Though a few women had gone on previous explorations, the Plymouth Colony was unique in that the family was designed to be the foundation of the colony from the start. There were 24 family units on the Mayflower with 18 adult women (and 7 younger girls). Three of the women, Elizabeth Hopkins, Susanna White and Mary Allerton, were pregnant!
Elizabeth gave birth to Oceanus during the voyage, but this young son died during the first winter. Susanna White gave birth to Peregrine in Provincetown Harbor, and he lived to be 84, dying in 1704! Mary Allerton gave birth to a stillborn, who had died during the voyage.
78% of the women died the first winter, a much higher rate than that of the men or children. This is probably due to the filthy conditions on board the ship whereas the men were outdoors building. The women had to endure the two-month voyage plus living four more months on the Mayflower!

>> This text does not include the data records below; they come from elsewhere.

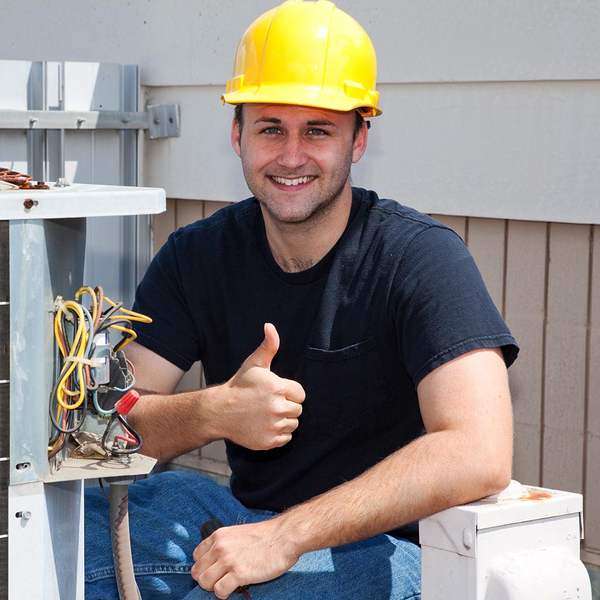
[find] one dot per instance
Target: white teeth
(297, 181)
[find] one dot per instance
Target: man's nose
(292, 153)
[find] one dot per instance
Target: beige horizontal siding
(544, 278)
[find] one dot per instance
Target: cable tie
(60, 305)
(92, 362)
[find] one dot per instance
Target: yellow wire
(132, 334)
(134, 316)
(80, 343)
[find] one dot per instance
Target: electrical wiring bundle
(95, 381)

By the time of the Harvest Festival we know as Thanksgiving, probably October of 1621, only four adult women were alive (Eleanor Billington, Elizabeth Hopkins, Mary Brewster and Susanna (White) Winslow. Susanna was the surviving widow of William White who died the first winter and she had remarried Edward Winslow whose wife Elizabeth had also died the first winter.
A woman’s job description in the Plymouth colony was arduous and noteworthy. It involved cooking, cleaning, gardening, animal care, hauling buckets of water from the stream, grinding and pounding corn, milking the goat, gathering eggs, stripping feathers off the geese, cleaning fish, getting a cooking fire just right and the manual cleaning of laundry, soaking and scrubbing and wringing over and over again.

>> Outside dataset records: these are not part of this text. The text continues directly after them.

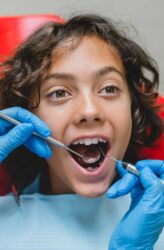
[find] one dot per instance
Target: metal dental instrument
(48, 139)
(128, 166)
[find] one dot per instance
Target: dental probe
(130, 167)
(48, 139)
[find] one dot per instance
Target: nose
(89, 111)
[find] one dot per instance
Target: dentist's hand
(13, 136)
(144, 221)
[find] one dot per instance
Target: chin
(92, 192)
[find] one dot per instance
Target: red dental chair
(13, 31)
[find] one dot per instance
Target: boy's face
(85, 97)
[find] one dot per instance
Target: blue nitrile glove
(12, 136)
(142, 224)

Providentially, the presence of married women, mothers, gave Plymouth an amazing head start as a colony. Their presence provided encouragement, determination, and a sense of responsibility in raising the next generation. Their devotion to God and their families was one of the reasons no one returned with the Mayflower in April of 1621.
No wonder the Pilgrim Mother Monument in Plymouth has inscribed on its back in honor of the mothers who came on the Mayflower: “They brought up their families in sturdy virtue and a living faith in God, without which nations perish!” This is the untold virtue of the Pilgrim story – the mothers on the Mayflower!